Jennifer screamed and, hurling herself out of bed, raced along the corridor to her parents’ bedroom. When finally they managed to make some sense of what she was telling them, both Mike
and Poppy went to investigate. The bedroom was empty, but the air was filled with the smell of stale tobacco smoke. ‘I just can’t understand it,’ said Mike, examining the
radiators and opening up the fitted wall cupboards. ‘It has to be coming from somewhere.’

Yet there was clearly nobody there. Poppy was all for calling the police, but Mike restrained her. ‘What on earth do we say to them? That there’s been a break-in when all of the
doors and windows are shut? Let’s leave it until the morning.’

For the remainder of that night Jennifer occupied the guest bedroom, and the next day moved her belongings to her new quarters. On his way to work Mike looked in on the nearest police station
and was seen by a lady officer who listened attentively to what he had to say.

‘What age did you say your daughter was?’ she asked.

‘I didn’t,’ he replied. ‘But she’s sixteen.’

‘I see,’ said the policewoman. ‘Has anything like this happened before?’

‘No, never.’

‘And you say that you only moved into the house ten days ago?’

‘Yes.’

The woman paused and put aside her pencil. ‘I shouldn’t really be telling you this, but there’s been a problem at this address before. I take it the previous owner didn’t
mention anything about it to you?’

Mike looked puzzled. ‘No. I never met him.’

The policewoman smiled and consulted the contents of a file she had withdrawn from a filing cabinet. ‘It appears that there have been several previous incidents reported. All of them of
– er – should I say, a supernatural nature.’

‘What are you saying?’ said Mike astonished. ‘That the steading is haunted?’

The policewoman looked at him sympathetically. ‘It would appear so,’ she said.

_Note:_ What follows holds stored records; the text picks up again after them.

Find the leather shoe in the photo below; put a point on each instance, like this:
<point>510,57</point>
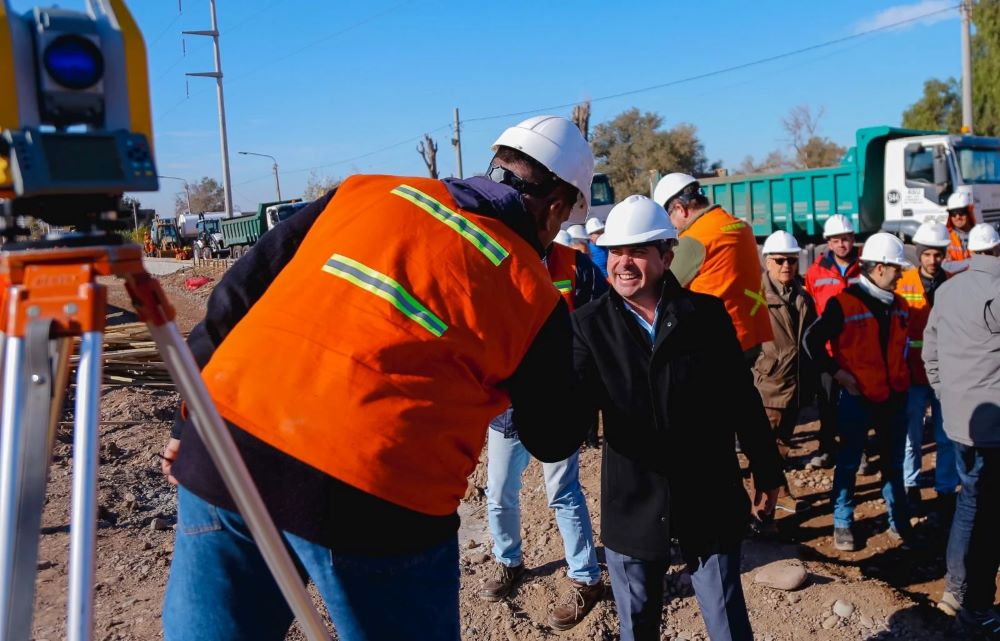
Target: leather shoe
<point>576,604</point>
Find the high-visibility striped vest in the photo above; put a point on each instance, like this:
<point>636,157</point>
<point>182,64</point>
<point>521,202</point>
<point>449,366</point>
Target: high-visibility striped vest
<point>377,354</point>
<point>731,271</point>
<point>561,264</point>
<point>858,350</point>
<point>911,288</point>
<point>957,250</point>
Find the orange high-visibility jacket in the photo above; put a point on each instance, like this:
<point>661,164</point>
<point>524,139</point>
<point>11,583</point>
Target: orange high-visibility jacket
<point>376,355</point>
<point>731,271</point>
<point>911,288</point>
<point>858,350</point>
<point>561,264</point>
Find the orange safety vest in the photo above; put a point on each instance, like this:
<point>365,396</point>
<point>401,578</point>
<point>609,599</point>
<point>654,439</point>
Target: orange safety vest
<point>911,288</point>
<point>857,349</point>
<point>378,352</point>
<point>561,263</point>
<point>731,271</point>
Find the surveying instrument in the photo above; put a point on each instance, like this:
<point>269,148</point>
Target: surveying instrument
<point>75,134</point>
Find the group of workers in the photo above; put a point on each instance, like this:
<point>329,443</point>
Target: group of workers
<point>389,357</point>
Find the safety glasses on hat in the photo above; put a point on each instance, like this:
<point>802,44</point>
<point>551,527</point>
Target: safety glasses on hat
<point>505,176</point>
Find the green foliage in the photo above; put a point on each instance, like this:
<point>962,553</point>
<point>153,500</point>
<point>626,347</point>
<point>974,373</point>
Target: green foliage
<point>940,107</point>
<point>206,195</point>
<point>633,146</point>
<point>317,186</point>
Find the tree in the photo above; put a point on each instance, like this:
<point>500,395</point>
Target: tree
<point>941,107</point>
<point>807,149</point>
<point>428,151</point>
<point>206,195</point>
<point>633,144</point>
<point>810,149</point>
<point>581,118</point>
<point>317,186</point>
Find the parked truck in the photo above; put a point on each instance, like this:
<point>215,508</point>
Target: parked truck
<point>235,236</point>
<point>892,180</point>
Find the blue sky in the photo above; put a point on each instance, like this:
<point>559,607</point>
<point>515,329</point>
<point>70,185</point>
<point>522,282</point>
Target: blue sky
<point>323,84</point>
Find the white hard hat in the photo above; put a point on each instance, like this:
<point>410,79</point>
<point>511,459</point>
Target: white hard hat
<point>577,232</point>
<point>959,200</point>
<point>884,248</point>
<point>932,234</point>
<point>836,225</point>
<point>594,225</point>
<point>637,220</point>
<point>781,242</point>
<point>670,186</point>
<point>557,144</point>
<point>983,237</point>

‘Don’t tell me you believe in all that stuff?’ said Mike.

‘We come across all sorts of strange goings-on in our work,’ she replied with stoicism.

Having arranged that somebody from the station would pay them a visit in the early evening, Mike drove to work where he telephoned Poppy to report on what had taken place. As he had expected,
the pitch of her voice rose in irritation. ‘Is that the best they can do?’ she responded angrily.